Good customer service ideas can be free
Even at the oft-criticized Transportation Security Administration, a thoughtful employee can provide some added value at no added cost.
An encounter with a helpful TSA agent -- though not this unidentified one -- inspired some thoughts on customer service for Steve Kelman. (Stock photo by Carolina K. Smith MD)
I had a great customer service experience with the Transportation Security Administration at Logan Airport in Boston recently. While I was going through my ticket and driver’s license check, the screener said to me, "Don’t forget about renewing your license – Massachusetts doesn’t send reminders." (My license expires in a few months.) I didn’t know Massachusetts doesn’t send reminders, so I’ve now put it on my calendar to make sure I take care of it in time.

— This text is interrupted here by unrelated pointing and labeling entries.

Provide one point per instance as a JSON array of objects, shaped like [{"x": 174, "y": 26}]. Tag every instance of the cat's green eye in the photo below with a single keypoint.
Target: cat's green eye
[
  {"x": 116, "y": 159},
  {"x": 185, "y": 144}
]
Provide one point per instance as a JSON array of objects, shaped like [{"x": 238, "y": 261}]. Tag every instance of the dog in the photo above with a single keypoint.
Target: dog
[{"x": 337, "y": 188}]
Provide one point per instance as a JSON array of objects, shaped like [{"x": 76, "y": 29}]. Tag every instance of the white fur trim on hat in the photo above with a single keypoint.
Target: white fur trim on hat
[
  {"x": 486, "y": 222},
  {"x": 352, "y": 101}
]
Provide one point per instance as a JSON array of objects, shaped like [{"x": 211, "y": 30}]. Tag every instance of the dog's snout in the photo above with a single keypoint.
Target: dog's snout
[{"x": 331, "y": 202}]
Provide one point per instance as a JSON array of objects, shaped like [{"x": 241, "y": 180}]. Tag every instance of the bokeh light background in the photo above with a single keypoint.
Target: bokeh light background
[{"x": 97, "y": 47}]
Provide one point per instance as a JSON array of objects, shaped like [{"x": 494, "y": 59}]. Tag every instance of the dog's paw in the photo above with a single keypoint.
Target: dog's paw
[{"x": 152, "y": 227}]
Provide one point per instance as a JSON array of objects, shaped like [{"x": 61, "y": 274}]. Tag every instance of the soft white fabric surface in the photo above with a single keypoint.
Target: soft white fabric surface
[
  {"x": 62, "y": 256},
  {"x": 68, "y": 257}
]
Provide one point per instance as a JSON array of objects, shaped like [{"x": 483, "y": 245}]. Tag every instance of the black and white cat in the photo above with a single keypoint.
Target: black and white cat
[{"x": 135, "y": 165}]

I tell this story for several reasons. First, I want to acknowledge the good customer service from the oft-reviled TSA. My own experience as a very frequent traveler is that this is far, far closer to the norm than the stories about grannies or three-year olds getting aggressively searched that the public often hears. Second, I want to point out that this experience took place the very day that sequestration took effect. Here was an employee who did not allow herself to wallow in a sequestration funk, but instead continued to serve the public in a way that went beyond her job description. This should be a model for how civil servants in general react to sequestration, in my view – try to avoid getting into a passive victim mode.
There is a third lesson in this story that applies all the time, sequestration or not. It is that there are many ways to improve customer service – or an organization’s performance more generally – that cost nothing, but simply require employees and managers to think creatively. I suspect that for virtually every job any government employee performs, there is a cost-free way to do the job better, waiting for the employee to realize the opportunity that’s there. Add up a lot of those individual ideas, and suddenly there’s a noticeable improvement in customer service or some other aspect of organizational performance.
For that to be realized, of course, what is required is not just individual creativity – though that’s an important part of it – but also managers willing to take the ideas beyond the employee’s own individual way of doing his or her job. So in the Massachusetts driver’s license example, I’d love to see TSA at Logan turn this individual employee’s smart idea into a standard operating procedure for screeners checking driver’s licenses.
Maybe a good way for feds to avoid sequestration funk is to show that even in tough times, feds can and will continue to be creative, and continue to serve the public – just like my TSA screener did.